Plus, knowing he has a museum, many friends and community members bring him things to place in the museum. And, now that automobile memorabilia has become a fad, they’re almost too expensive to collect. Almost.
“I still get one now and then,” he admits.
But his focus on his new mission. Sustainability for the museum, and attracting the world at large to come see it.
“We need to bring more people to Wyoming,” he said.
He’s hoping to attract people on their way to Yellowstone, to entice them to make Gillette and his museum a lunch or dinner stop along the way.
“We literally probably have 20 to 25 good restaurants in town,” he said. “Over there is one called The Coop, that’s rotisserie chicken. We’ve got an excellent local fire-baked pizza. We have three really good steak houses.”
Sustainability Is Key
One of the key points Wandler is wrestling with for the future of his museum are ways to bring people in to see it.
“So I’m here with this old school thing, and I need people to come here,” he said. “It’s a boring story really. If you’re 18 years old and you grew up playing computer games and you work on computers, you don’t care about an old Studebaker car.”
Wandler doesn’t want to shock people into coming, and he’s not into things that are hyped for their outrage factor.
“This is not a gimmick,” he said. “So, it’s really hard to sell this in this world that we live in.”
Adapt And Overcome
But not only has the world changed in what it favors, there’s a severe labor crunch going on across the state. Gillette, with a lot of oil and gas in the region, feels that perhaps more acutely than the rest of the Cowboy State.
Staffing something like a soda shop or burger joint would require labor that’s just too expensive and hard to acquire. Plus, the museum lacks the space for it.
Instead, he’s turned to VRBOs and Airbnbs.

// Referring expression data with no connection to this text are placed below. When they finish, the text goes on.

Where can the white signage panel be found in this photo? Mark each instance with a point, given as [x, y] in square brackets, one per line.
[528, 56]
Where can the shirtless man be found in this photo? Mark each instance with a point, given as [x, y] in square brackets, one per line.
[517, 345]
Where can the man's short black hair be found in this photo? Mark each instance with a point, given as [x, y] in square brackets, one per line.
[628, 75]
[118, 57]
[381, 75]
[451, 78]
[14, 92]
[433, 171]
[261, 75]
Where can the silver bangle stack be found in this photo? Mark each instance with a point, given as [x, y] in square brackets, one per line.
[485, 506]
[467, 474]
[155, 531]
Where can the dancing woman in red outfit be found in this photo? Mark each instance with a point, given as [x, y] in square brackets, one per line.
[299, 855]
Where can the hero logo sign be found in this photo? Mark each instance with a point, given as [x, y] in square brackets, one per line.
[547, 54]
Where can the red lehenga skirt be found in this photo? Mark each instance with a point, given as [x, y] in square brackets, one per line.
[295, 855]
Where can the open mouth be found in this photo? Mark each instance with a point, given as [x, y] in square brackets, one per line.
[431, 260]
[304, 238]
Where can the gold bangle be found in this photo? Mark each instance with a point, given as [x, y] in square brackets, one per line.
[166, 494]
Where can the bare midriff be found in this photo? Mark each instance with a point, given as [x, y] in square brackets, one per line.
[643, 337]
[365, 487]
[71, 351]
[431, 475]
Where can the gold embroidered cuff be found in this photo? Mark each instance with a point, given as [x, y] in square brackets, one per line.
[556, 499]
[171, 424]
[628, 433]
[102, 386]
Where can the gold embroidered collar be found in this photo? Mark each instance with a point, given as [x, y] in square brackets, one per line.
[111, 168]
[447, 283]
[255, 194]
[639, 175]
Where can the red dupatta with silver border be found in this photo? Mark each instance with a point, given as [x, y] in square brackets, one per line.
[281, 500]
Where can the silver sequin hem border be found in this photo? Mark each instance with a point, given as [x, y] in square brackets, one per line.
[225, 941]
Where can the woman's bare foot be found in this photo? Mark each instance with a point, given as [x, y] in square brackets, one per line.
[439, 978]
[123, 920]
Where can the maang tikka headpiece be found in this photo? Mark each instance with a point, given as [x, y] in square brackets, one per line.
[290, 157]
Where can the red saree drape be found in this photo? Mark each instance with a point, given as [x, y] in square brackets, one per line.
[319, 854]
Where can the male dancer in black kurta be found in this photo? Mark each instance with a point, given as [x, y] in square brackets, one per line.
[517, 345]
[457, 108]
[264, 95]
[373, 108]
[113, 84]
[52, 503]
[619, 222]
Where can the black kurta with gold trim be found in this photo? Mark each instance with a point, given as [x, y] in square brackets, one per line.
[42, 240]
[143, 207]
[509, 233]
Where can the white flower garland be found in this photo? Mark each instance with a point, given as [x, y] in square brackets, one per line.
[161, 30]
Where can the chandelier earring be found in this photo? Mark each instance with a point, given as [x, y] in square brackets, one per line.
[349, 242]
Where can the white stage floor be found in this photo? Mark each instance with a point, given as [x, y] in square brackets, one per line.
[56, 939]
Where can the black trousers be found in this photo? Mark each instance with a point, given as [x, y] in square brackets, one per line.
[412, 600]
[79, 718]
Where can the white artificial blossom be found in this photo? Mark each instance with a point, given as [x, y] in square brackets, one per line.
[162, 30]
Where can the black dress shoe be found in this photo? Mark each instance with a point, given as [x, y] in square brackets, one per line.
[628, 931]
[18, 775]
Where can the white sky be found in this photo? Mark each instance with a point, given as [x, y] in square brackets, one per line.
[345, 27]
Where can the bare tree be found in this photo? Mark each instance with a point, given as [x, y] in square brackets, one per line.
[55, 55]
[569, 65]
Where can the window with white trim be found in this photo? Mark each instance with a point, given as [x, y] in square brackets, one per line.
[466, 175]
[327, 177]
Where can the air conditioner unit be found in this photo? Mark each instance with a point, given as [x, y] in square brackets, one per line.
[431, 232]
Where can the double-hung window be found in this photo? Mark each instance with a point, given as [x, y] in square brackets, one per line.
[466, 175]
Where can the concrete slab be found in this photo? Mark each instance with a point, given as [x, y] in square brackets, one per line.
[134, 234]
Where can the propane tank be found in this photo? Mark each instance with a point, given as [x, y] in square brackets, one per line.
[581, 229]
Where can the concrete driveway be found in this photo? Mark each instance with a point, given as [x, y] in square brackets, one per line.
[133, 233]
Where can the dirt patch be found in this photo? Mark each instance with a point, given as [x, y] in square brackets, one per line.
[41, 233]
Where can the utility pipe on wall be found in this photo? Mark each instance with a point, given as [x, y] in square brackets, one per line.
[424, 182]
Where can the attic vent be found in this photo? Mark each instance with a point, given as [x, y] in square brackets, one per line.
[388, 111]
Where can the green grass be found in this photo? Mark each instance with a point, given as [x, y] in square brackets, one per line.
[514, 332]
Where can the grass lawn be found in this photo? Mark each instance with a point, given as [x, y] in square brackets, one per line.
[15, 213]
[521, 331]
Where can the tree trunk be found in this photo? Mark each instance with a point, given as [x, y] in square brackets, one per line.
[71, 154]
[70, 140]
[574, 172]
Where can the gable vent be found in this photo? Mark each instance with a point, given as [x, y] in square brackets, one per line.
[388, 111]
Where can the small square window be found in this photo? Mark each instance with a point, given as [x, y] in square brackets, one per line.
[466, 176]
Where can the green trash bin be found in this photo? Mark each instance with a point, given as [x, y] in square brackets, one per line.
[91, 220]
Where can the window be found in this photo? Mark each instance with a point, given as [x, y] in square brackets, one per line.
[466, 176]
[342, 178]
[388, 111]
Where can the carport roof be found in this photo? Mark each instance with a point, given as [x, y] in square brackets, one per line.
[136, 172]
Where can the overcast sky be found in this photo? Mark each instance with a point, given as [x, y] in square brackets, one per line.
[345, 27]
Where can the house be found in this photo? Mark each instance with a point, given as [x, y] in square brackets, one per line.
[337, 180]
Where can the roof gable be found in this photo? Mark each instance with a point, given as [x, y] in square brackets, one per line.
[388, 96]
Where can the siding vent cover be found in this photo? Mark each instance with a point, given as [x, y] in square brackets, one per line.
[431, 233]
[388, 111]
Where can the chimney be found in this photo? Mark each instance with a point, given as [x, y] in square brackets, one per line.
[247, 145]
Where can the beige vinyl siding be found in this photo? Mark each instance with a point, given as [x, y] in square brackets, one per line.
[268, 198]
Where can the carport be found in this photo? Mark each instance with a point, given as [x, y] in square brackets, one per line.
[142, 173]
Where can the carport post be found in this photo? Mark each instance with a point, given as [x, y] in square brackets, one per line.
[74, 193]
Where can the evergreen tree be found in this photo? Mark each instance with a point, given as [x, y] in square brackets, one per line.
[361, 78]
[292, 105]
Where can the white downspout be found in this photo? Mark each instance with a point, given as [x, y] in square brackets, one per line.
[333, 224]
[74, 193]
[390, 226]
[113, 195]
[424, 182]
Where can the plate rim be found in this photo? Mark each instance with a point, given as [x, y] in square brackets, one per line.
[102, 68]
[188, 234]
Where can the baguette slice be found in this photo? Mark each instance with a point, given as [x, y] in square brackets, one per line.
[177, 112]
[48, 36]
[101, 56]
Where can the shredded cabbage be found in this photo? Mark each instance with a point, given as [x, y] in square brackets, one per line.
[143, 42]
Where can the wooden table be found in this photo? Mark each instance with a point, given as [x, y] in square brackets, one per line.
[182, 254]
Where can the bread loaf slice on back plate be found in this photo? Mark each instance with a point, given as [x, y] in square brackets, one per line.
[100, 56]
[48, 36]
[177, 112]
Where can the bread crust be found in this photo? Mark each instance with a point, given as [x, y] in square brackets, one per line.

A row of quaint cottages across from the museum are available to rent.
“That’s helping a lot in the winter especially,” Wandler said.
He’s also turned the front part of the museum into an antique shop, which his daughter, Briana Brewer, runs.
Wandler was soon looking at a book of regional history that Emily Mills showed him.
“I just love this book,” she said.
As they started looking at the pictures together, Wandler was already thinking of new things to put in the antique store and museum. Clearly, his collecting days are not done. Not quite yet.